Editor's Note: This profile is part of a series that features the stories of more than a dozen graduates whose outstanding journeys have culminated in a UMGC degree.
From an early age, Latonya Butler said she always wanted to know about policing.
“As a child, I would run behind police officers and find out what's going on in the crime area,” she said. “As I got older and saw the negative effects of drugs, crime and guns, I decided I wanted to make a difference by helping others through their grief and trauma.”
Butler is graduating from University of Maryland Global Campus (UMGC) with a master’s degree in transformational leadership with additional coursework in criminal justice. But the journey wasn’t a straightforward one. En route to her degree, she had to beat cancer—not once, not twice, but three times.
During her early career in the Army, where she completed four years active duty and two with the reserves, Butler served as a signal officer. Around 2007, she got a job at a youth detention center, then worked at a homeless shelter, and she is now a case manager with a drug rehabilitation center in St. Mary’s County, Maryland.
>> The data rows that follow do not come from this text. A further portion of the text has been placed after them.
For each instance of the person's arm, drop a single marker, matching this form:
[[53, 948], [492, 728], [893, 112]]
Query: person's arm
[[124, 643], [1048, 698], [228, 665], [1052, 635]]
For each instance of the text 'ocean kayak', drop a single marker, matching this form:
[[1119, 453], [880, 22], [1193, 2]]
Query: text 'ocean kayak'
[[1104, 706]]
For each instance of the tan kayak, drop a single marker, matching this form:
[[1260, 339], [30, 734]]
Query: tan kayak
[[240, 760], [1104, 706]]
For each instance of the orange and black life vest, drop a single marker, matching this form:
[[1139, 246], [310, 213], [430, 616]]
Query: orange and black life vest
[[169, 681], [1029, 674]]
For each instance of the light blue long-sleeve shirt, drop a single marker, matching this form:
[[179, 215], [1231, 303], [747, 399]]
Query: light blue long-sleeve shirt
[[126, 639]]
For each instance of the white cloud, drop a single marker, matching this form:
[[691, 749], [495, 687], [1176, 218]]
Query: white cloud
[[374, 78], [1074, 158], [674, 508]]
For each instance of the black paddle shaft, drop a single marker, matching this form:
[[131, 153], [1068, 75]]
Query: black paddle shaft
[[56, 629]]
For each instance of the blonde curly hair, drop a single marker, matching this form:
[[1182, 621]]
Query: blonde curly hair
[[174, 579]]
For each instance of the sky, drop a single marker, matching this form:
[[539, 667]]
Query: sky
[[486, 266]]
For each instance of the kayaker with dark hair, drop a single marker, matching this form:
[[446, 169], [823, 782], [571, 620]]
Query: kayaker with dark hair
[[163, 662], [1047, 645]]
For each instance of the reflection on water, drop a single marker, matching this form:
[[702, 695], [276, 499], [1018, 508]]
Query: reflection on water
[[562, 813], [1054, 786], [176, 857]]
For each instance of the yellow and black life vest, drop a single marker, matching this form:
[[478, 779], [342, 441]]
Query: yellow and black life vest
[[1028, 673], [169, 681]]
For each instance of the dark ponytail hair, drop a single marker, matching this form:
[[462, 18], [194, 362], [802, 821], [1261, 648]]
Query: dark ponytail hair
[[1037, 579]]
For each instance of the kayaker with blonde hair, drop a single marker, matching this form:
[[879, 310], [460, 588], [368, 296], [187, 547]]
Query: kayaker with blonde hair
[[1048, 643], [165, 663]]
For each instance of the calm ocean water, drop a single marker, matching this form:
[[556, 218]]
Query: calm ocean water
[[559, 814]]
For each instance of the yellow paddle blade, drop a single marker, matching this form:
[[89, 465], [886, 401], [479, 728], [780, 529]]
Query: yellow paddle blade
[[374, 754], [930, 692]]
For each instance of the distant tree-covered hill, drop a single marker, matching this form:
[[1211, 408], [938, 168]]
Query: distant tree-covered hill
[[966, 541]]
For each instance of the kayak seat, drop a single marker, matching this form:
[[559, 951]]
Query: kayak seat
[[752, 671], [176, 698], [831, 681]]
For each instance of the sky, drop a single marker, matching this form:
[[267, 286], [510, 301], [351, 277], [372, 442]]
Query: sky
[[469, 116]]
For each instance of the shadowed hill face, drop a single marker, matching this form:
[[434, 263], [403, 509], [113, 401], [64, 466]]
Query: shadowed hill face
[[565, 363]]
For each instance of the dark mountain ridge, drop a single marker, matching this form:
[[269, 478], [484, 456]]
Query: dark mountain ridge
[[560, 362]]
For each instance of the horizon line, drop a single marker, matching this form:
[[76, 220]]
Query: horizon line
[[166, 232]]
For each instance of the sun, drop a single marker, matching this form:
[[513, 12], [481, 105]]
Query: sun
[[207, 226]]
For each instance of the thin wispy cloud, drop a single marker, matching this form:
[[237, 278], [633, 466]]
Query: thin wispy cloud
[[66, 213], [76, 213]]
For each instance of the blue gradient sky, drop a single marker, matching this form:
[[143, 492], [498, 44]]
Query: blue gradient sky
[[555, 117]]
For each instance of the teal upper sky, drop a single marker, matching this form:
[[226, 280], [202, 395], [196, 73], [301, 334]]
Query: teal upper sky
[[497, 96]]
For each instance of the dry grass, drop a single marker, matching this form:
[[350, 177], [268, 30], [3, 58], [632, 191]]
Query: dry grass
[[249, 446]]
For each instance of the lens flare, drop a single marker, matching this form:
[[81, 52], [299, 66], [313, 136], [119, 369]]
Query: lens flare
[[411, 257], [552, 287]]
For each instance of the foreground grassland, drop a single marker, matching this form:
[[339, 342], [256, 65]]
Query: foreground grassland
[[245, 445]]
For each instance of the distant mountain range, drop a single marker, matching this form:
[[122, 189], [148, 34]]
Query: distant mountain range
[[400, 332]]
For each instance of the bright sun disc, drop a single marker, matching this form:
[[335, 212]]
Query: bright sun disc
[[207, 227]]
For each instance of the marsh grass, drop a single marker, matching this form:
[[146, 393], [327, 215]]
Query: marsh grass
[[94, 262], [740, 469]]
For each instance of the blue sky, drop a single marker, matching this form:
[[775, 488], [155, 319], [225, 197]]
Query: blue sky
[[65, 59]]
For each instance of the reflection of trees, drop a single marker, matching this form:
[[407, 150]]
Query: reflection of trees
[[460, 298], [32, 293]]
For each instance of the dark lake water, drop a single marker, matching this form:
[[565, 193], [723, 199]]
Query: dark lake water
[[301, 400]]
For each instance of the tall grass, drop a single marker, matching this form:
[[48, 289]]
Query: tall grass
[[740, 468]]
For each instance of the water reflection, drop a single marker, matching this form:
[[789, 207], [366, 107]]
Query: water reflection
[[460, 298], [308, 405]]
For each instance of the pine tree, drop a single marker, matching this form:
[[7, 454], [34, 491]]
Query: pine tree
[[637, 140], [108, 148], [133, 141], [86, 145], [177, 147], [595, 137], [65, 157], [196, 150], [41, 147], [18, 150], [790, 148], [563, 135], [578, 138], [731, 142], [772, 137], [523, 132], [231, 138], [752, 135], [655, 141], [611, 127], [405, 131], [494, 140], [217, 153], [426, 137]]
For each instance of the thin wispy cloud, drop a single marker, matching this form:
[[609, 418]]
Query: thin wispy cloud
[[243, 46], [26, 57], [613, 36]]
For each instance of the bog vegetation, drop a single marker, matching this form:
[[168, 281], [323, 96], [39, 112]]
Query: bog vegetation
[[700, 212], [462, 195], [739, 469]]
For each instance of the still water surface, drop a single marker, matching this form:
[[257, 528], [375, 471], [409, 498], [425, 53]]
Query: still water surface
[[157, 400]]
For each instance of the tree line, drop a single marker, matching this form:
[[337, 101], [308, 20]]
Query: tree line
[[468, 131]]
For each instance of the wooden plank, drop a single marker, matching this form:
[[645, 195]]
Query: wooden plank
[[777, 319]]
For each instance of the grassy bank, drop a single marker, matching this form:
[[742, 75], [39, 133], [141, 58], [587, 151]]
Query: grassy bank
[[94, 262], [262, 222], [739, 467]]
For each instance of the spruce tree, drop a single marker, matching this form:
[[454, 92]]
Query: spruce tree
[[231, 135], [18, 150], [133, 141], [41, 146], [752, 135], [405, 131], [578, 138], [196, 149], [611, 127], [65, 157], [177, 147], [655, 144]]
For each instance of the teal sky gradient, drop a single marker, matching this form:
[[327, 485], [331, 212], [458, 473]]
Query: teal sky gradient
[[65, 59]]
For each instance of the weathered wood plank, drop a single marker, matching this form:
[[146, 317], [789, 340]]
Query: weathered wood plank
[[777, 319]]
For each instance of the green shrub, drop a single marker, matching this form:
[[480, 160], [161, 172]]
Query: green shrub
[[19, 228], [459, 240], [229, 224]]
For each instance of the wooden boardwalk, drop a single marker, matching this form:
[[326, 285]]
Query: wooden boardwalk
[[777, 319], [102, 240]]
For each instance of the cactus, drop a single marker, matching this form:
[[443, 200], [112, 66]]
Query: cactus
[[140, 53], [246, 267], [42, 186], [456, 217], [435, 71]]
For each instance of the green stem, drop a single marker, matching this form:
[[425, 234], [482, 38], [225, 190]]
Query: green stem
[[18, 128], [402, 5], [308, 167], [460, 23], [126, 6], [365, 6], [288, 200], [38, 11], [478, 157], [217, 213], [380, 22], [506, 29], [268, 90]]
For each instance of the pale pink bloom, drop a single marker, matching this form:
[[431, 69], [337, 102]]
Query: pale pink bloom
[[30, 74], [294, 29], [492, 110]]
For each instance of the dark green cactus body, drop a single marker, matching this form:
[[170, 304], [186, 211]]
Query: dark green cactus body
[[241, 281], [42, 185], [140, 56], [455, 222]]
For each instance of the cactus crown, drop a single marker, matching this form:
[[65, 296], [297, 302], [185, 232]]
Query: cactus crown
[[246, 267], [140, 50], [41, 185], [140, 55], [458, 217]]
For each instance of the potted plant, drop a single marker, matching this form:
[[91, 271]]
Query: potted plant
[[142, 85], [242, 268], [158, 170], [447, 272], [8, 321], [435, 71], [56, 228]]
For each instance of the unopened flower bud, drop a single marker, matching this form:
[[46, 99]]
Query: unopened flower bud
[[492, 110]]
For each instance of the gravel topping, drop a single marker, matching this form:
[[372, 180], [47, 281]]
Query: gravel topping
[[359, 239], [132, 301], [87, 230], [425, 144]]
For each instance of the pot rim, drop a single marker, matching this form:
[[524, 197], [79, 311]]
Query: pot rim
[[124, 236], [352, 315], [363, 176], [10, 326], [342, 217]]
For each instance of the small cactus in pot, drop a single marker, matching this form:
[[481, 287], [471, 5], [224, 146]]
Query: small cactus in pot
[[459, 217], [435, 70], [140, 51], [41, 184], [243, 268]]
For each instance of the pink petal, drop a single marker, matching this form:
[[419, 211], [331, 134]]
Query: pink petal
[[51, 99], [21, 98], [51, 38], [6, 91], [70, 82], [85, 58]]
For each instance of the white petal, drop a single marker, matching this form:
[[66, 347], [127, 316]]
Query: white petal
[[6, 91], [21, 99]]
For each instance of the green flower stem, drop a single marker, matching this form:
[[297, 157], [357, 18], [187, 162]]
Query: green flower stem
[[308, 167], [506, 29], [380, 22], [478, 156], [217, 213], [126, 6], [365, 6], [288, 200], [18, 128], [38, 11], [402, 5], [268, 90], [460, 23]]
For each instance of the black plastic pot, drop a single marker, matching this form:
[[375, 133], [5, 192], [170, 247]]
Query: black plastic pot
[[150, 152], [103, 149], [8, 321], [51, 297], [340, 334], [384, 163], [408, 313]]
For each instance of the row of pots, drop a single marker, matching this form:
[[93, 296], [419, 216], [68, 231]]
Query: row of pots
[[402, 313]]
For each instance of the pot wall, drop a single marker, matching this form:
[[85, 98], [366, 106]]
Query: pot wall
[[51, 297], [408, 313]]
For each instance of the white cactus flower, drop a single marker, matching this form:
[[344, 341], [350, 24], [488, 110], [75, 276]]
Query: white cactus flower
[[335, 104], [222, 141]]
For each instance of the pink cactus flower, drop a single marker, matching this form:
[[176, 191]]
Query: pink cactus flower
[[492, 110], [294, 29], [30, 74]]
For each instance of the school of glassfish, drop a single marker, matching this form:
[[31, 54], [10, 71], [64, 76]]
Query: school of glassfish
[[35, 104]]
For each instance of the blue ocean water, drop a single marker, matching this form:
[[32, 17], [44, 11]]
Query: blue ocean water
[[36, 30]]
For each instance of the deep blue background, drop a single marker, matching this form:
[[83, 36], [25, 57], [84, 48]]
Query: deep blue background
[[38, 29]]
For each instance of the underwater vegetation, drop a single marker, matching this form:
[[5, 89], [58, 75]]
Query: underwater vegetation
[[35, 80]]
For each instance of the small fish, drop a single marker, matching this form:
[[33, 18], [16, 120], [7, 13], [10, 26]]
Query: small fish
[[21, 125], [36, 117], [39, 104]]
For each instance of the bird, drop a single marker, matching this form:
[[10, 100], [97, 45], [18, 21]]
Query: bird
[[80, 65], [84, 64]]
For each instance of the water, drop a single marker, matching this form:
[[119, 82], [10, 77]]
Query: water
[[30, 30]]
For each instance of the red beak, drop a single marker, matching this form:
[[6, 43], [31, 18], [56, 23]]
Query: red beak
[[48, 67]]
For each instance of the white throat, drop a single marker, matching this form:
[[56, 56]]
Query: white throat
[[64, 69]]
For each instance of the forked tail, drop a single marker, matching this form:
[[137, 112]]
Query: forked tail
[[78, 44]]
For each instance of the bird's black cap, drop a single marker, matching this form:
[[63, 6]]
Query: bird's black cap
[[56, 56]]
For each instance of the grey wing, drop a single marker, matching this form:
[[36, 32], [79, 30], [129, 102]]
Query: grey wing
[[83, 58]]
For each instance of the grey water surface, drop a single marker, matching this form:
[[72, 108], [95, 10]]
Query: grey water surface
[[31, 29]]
Along the way, she struggled with health issues. Then a mammogram revealed cancer. Doctors told her she had 90 days to live unless she underwent treatment.
“I was a 33-year-old facing Stage 3 breast cancer and an immediate double mastectomy,” she said. “My first response was, ‘No way.’ I wanted to walk away.”
After some persuading by her mother and the medical team, Butler had surgery and, remarkably, later that year began classes toward a bachelor’s degree in criminal justice at UMGC. She pushed through the physical and emotional toll taken by cancer treatment—radiation, chemotherapy, hair loss, fatigue, setbacks—while raising children, working and going to school.
“I’m not going backwards,” she told herself. “I need to continue to go forward and do whatever it takes to continue to go to school.”
During her third year into the bachelor’s degree coursework, cancer struck again. Doctors found a tumor on her kidney. She underwent radiation again and, after 120 days, the tumor was gone. “I got to go to graduation, and it was one of the happiest days of my life because I had completed something and I was so exhausted,” she said.
Butler started sharing her story with other cancer patients. Making a difference in their lives motivated her to continue with her education. She returned to UMGC to pursue a master’s degree.
Back in school—again juggling work and family—she was diagnosed with cancer for a third time. The diagnosis this time was uterine cancer. After a hysterectomy and a recovery period, and with the support of family and work colleagues, Butler completed her master’s program.
“I did back flips because I am able to walk across the stage to get my degree,” she said. “Not only am I a three-time cancer survivor, but also the first out of all my cousins, uncles and aunts of both sides of my family to graduate college.”
A year ago, on the cusp of a milestone birthday, Butler reflected on her experience.
“When I approached 40, I said, ‘God, if you can allow me to see five generations of life and enjoy my grandchildren and my children, that would be so much more to me than anything you know.’”
Three days after her birthday, when she went for tests, she learned that she was cancer free.
With time, Butler’s interest in crime has evolved into a passion for counseling, and she now has set her sights on a certificate in human services so she can become more involved helping others through grief and trauma. Her ultimate goal? To open a practice of her own.